Submitted to: Agronomy Society of America, Crop Science Society of America, Soil Science Society of America Meeting
Publication Type: Abstract Only
Publication Acceptance Date: 5/1/2007
Publication Date: 11/5/2007
Citation: Tew, T.L., Cobill, R.M. 2007. Challenges and Opportunities Associated with Simultaneous Energy Cane and Sugarcane Genetic Improvement -- Results of a Survey of International Sugarcane Breeders [abstract]. In: Agronomy Society of America, Crop Science Society of America, Soil Science Society of America, 2007 International Annual Meetings Abstracts, November 4-8, 2007, New Orleans, Louisiana. CDROM.

Interpretive Summary:

Technical Abstract: Following Brazil's dramatic success in utilizing sugarcane (Saccharum spp.) for large-scale ethanol production, and with a growing interest in energy crops worldwide, sugarcane breeders have been charged with genetically improving cane as an energy crop.
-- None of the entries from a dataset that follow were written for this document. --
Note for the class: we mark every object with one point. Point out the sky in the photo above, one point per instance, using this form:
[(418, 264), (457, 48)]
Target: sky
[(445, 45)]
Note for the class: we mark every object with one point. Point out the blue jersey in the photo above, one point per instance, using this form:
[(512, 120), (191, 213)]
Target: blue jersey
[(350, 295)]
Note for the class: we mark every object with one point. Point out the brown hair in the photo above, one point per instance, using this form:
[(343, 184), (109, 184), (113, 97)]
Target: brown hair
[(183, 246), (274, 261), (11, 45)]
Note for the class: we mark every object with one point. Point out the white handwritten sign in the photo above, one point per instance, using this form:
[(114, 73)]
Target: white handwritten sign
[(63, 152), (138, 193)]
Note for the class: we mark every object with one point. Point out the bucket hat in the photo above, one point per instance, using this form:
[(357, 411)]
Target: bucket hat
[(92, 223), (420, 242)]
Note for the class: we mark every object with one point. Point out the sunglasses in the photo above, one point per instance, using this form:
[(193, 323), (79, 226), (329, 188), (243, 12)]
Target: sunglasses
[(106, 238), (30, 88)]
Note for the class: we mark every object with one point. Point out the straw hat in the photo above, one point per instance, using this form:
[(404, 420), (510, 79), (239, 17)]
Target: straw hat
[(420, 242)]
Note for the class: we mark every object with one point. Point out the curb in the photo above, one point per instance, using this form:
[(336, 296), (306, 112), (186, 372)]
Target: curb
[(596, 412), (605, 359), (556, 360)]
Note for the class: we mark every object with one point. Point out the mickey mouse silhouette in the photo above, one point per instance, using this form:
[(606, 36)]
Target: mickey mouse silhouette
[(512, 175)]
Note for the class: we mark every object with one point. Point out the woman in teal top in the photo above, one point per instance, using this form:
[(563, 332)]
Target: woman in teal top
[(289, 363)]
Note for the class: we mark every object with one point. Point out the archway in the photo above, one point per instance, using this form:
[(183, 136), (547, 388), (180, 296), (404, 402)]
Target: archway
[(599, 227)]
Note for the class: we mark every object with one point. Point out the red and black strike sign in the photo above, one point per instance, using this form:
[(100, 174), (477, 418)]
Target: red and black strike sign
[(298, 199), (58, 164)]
We conducted a survey of sugarcane breeders in some 20 countries to ascertain how they envisioned “energy cane” as contrasted with sugarcane; breeding approaches and germplasm they are using to genetically improve energy cane; challenges associated with simultaneous genetic improvement of energy cane and sugarcane; and progress they have made toward the development of dedicated energy cane cultivars. The responses were highly diverse. They show that working definitions of energy cane vary widely, and that breeding approaches used to genetically improve it, and relative success toward the development of distinctive energy cane cultivars have often been more greatly influenced by environmental, social, and political considerations, than by biological considerations, per se.